According to the ancient Greeks, these were the months of autumn and winter, when agriculture wanes and nothing grows. Whenever Persephone went to Olympus to live with her mother, Demeter would shine from happiness and the land would become fertile and fruitful again. These were the months of spring and summer. This story is the Greek’s way to explain the change of the seasons, the eternal cycle of the Nature’s death and rebirth.

Why Six Seeds Coaching…

I resonate with the story of Persephone’s journey in context to my coaching style. I see so many new age teachings and spiritual movements these days, saying all you have to do is be positive, use daily affirmations, and only speak loving words and you’ll be successful in life. That there is nothing to do but to be. And yes, where these teachings are highly important to direct us towards a life that is inspiring and beautiful, it is only half of the story.
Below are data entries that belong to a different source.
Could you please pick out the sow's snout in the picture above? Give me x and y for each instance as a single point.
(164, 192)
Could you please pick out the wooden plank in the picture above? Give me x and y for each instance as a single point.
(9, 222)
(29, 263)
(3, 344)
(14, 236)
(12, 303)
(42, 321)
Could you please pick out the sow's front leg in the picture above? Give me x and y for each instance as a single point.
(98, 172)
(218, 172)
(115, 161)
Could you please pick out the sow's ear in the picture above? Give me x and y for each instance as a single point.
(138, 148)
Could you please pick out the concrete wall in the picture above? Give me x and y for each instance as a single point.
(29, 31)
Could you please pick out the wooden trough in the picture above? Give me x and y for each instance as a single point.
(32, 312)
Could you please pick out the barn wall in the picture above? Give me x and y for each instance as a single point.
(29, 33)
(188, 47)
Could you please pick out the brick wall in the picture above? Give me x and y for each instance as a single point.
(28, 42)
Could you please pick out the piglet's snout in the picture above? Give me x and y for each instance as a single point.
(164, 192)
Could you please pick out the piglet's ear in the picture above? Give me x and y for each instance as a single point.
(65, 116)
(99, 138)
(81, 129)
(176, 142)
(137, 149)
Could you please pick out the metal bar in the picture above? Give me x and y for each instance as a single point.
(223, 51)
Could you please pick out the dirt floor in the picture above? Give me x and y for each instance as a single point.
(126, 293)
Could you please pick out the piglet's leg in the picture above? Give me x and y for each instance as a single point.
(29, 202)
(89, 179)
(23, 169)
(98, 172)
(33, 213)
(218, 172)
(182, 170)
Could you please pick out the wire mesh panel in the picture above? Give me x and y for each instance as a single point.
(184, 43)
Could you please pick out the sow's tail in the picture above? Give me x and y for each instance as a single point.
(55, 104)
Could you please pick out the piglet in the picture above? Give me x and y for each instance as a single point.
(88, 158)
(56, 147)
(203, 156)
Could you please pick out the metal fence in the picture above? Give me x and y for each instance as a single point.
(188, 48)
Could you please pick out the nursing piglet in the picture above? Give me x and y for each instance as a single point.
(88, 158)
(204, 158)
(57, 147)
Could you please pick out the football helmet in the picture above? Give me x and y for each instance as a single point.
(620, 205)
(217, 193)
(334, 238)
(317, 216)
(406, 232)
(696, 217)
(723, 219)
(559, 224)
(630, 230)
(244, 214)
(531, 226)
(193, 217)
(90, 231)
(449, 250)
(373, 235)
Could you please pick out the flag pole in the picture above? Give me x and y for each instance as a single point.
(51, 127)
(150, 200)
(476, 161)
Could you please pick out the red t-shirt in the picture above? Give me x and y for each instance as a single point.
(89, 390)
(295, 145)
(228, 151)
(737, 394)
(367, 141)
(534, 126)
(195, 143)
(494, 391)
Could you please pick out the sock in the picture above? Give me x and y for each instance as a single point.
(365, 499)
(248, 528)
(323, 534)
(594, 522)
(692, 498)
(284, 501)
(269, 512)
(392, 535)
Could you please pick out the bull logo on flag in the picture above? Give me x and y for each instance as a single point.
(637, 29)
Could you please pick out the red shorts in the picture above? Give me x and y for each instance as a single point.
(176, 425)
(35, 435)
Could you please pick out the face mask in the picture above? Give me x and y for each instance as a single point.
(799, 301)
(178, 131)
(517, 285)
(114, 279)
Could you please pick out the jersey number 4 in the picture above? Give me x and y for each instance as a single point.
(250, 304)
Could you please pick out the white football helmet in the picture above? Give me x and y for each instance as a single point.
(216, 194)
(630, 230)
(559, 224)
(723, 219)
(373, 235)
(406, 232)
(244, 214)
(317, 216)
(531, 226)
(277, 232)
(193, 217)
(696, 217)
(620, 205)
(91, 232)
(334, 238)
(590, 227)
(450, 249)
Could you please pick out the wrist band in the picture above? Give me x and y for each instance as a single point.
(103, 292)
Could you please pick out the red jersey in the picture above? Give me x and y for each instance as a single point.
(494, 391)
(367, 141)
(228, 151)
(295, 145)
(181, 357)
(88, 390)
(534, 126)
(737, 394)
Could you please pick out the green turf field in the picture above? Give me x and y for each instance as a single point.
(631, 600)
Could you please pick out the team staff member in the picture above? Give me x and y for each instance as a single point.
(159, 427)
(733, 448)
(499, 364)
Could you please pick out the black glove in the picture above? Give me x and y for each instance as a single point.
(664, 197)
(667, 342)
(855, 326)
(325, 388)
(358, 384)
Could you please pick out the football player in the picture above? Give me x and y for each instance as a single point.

The true healing resides in the shadows, in the places we fear to go. We fear them not because it is dangerous, but because we are ill-equipped in navigating those areas. These are the places we have shoved down all our hurts, our pains, and our broken hearts. We think that by seeing these old wounds we will be re-inviting them into our lives. Some believe shadow work is dark and evil. That it is an unnecessary practice because it’s inviting bad things into our lives. And that just isn’t so.

Here’s how it works: To survive the trauma and abuse as children we learned to push down our pain, to keep it out of sight to ensure it stays out of mind. We thought that by hiding them in the dark we could press on and forget about them. And it may have worked in the beginning.

But these wounds never heal on their own. They sit there in the darkness and fester. Trying to get our attention by repeating familiar experiences. Not to punish us or so that we can “learn our lesson,” but to ask for the healing we weren’t capable of giving it when it originally happened. This is why we seem to date the same toxic personality, or get jobs with the same abusive boss. We are not making mistakes over and over again. We are manifesting situations to give us another opportunity to heal what is wounded. And we will keep repeating these patterns until they finally get get our attention and we give them the space to tell their story. It’s in the acknowledgment that they find peace and are finally released.

As humans, searching for wholeness, we must be willing to go into the deepest, darkest caverns within ourselves and discover what is unfinished. We must summon the courage to face what we have hidden from our whole lives. As we delve into the shadows and reveal what is wounded we are able to bring it to the surface, shine the light upon it, and heal what is undone. Once we understand the moment our wounds were formed, we are able to find peace and release them once and for all. The true nutrition resides in the depths of our subconscious, and in that there we find ourselves.

So for me, in the story of Persephone, it takes both, the light and the dark, to know self. We must reign in the shadows. And equally celebrate our triumphs in life. This is how we heal. This is where we remember wholeness.